Among MPs, only ministers are prevented from taking second jobs. A backbench MP’s salary is £81,932 before taxation. They can also claim substantial expenses. Even so, around a third of MPs have second jobs, with the top “sideline” earner Sir Geoffrey Cox, the former attorney general, pulling in nearly £1 million in legal fees last year alone, including for work representing several British Virgin Islands (BVI) government figures including prime minister, Andrew Fahie. The BVI is a notorious tax haven. Labour leader Sir Keir Starmer, former Director of Public Prosecutions, made around £100,000 for legal work, speeches and writing since becoming an MP in 2015.

An analysis by the Guardian of Parliament’s register of interests showed fewer than 10 MPs would be materially affected by Johnson’s proposed ban on second jobs that is backed by Labour.

It noted, “90 out of 360 Conservative MPs have second jobs compared with five of Labour’s 199 MPs and two each from the SNP [Scottish National Party] and the Lib Dems. 48 MPs are working as consultants, of which 46 are Tories”. But only “Between two and five of these Tory MPs could be described as parliamentary advisers or political consultants.” The 20-hour weekly limit on outside work would only cover Cox.

The Guardian’s concerns were summed up in a cringeworthy editorial, “On MPs’ integrity: culture change needed at the top”, spelling out its support for a future right-wing Labour government headed by Starmer. It opined, “While parliament can begin to repair its reputation by acting now, the change in culture that is required to restore probity will ultimately require a change of government.”

The campaign against Tory sleaze should, according to the Guardian, be prosecuted from that well known refuge of scoundrels: patriotism. On the morning of last week’s parliamentary vote columnist Raphael Behr’s commentary was headlined, “Starmer has found a fruitful line of attack: fighting Tory corruption is a patriotic duty”
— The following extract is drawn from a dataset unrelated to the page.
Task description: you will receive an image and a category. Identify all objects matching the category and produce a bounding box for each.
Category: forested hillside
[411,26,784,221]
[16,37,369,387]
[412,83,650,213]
As far as Behr was concerned, “There is more at stake here than rules on MPs’ earnings. The question of integrity in public office touches on national self-esteem. It gives Labour a rare opportunity to hammer the Tories on a point of patriotic principle.” He continued, “This is his most fruitful line of attack, casting Johnson’s indulgence of cronyism as an insult to all the people who think abiding by rules matters. It is unfair. But also un-British.”

Starmer should be “defining patriotism in terms of the values that British people might reasonably expect to see upheld by their government: decency, fair play, respecting the rules. That is what Starmer began to do yesterday. That is the significance of his conclusion that ‘Britain deserves better’”.

The Guardian’s servile advocacy of “British values” in defence of a rotten bourgeois parliamentary set-up is about as far as possible from the anger growing in the working class. More than 167,000 lives have been sacrificed to the government’s herd immunity agenda, while the financial oligarchy has gorged itself on profits, corruption, austerity and death. The classes are polarised as never before.

The Guardian is well aware of the growing rumblings from below. Behr judges that even if the Tories lose support over the second jobs scandal, Labour will not necessarily benefit. The Liberal Democrats or even the Greens might gain, he speculates. But Behr’s greatest fear is that “contempt for the whole of Westminster could fuel some as yet unidentified, none-of-the-above insurgency.”